We present protocols for three different methods for the homogenization of four different muscle groups of rat skeletal muscle tissue to measure and compare the levels of nitrate and nitrite. Furthermore, we compare different sample weights to investigate whether tissue sample size affects the results of homogenization.

Streszczenie

Nitrate ions (NO₃^-) were once thought to be inert end products of nitric oxide (NO) metabolism. However, previous studies demonstrated that nitrate ions can be converted back to NO in mammals through a two-step reduction mechanism: nitrate being reduced to nitrite (NO₂^-) mostly by oral commensal bacteria, then nitrite being reduced to NO by several mechanisms including via heme- or molybdenum-containing proteins.

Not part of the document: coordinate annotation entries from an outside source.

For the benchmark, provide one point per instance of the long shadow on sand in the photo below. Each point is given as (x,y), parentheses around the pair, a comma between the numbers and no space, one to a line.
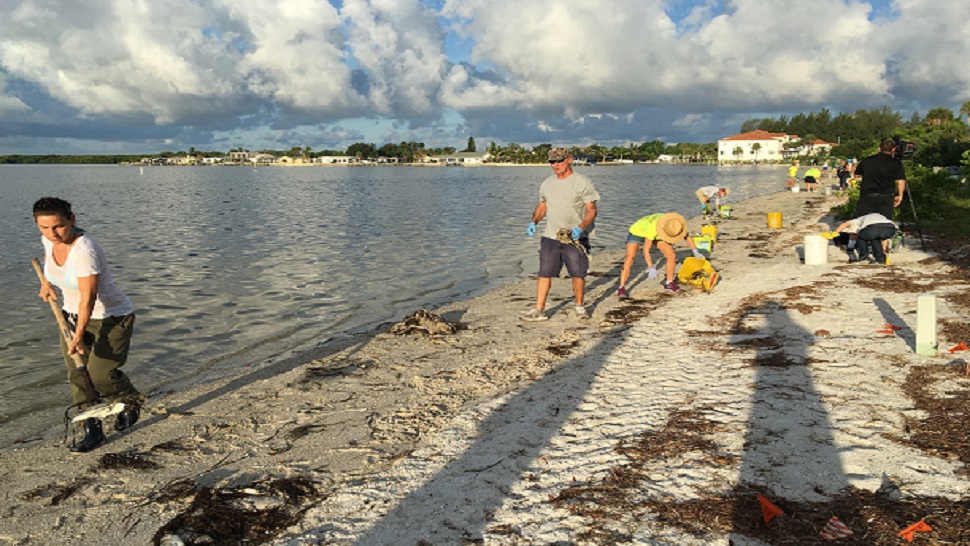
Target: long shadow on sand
(510,440)
(789,449)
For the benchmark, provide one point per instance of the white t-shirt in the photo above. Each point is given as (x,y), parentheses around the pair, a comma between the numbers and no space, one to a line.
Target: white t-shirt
(566,200)
(85,258)
(862,222)
(709,191)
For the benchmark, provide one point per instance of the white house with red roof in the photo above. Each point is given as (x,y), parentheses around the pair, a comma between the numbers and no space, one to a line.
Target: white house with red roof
(754,146)
(762,145)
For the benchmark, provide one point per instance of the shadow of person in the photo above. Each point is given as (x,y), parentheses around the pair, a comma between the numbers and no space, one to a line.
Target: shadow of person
(492,449)
(789,450)
(891,317)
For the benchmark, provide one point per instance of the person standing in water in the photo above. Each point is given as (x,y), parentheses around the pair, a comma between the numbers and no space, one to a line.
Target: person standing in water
(100,315)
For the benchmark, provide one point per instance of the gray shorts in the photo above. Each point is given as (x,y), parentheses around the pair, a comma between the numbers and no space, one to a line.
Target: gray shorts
(553,255)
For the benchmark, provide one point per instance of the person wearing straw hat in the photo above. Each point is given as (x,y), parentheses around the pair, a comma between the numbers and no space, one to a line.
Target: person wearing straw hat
(665,229)
(706,194)
(99,313)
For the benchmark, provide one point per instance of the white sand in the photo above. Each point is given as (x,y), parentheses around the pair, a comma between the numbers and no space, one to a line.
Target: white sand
(467,438)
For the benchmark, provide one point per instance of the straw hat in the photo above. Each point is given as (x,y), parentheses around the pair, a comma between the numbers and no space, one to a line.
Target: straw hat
(671,228)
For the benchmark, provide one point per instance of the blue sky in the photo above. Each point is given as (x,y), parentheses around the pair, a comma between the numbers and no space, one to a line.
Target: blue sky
(113,76)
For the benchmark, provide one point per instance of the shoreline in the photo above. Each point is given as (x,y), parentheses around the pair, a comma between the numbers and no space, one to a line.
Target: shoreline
(382,437)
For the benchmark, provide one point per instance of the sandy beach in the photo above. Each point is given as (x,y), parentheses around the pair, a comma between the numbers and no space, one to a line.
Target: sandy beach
(659,421)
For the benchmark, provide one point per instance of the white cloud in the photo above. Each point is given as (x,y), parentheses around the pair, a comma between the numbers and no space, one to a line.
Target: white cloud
(543,68)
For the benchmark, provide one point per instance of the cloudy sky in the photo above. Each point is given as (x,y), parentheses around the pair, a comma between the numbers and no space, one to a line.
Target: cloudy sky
(141,76)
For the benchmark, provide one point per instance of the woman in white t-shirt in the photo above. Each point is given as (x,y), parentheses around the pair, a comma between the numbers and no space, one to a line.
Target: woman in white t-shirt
(100,314)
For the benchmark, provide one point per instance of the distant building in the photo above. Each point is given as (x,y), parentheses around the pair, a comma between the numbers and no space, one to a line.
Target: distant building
(771,147)
(459,158)
(335,160)
(753,146)
(240,157)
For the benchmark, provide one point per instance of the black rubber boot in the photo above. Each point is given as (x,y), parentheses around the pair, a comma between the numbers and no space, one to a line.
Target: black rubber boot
(127,418)
(93,437)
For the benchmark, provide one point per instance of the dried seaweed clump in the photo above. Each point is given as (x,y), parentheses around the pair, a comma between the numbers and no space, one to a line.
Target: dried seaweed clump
(254,514)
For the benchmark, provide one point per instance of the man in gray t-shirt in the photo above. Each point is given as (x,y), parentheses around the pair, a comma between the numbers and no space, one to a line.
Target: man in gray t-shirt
(567,200)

This reductive nitrate pathway contributes to enhancing NO-mediated signaling pathways, particularly in the cardiovascular system and during muscular exercise. The levels of nitrate in the body before such utilization are determined by two different sources: endogenous NO oxidation and dietary nitrate intake, principally from plants. To elucidate the complex NO cycle in physiological circumstances, we have examined further the dynamics of its metabolites, nitrate and nitrite ions, which are relatively stable compared to NO. In previous studies skeletal muscle was identified as a major storage organ for nitrate ions in mammals, as well as a direct source of NO during exercise. Therefore, establishing a reliable methodology to measure nitrate and nitrite levels in skeletal muscle is important and should be helpful in extending its application to other tissue samples. This paper explains in detail the preparation of skeletal muscle samples, using three different homogenization methods, for nitrate and nitrite measurements and discusses important issues related to homogenization processes, including the size of the samples. Nitrate and nitrite concentrations have also been compared across four different muscle groups.

Wprowadzenie

Nitric oxide (NO), a small gaseous signaling molecule, plays a critical role in physiological and pathophysiological processes¹. NO can be produced from L-arginine by endogenous enzymes of the nitric oxide synthase (NOS) family before undergoing rapid oxidation to nitrate (NO₃^-) and, possibly, nitrite (NO₂^-) in blood and tissues²^,³. Recently, these anions have been shown to be reduced back to NO in mammalian systems⁴. Nitrate is converted to nitrite, mainly by commensal bacterial nitrate reductases in the oral cavity acting on ions secreted by the salivary glands and directly ingested ⁵, and to some extent, by mammalian enzymes such as xanthine oxidoreductase⁶^,⁷. Nitrite can be further reduced to NO by several mechanisms including deoxyhemoglobin⁸, deoxymyoglobin⁹, molybdenum-containing enzymes¹⁰, and non-enzymatic reduction in the presence of protons¹¹^,¹².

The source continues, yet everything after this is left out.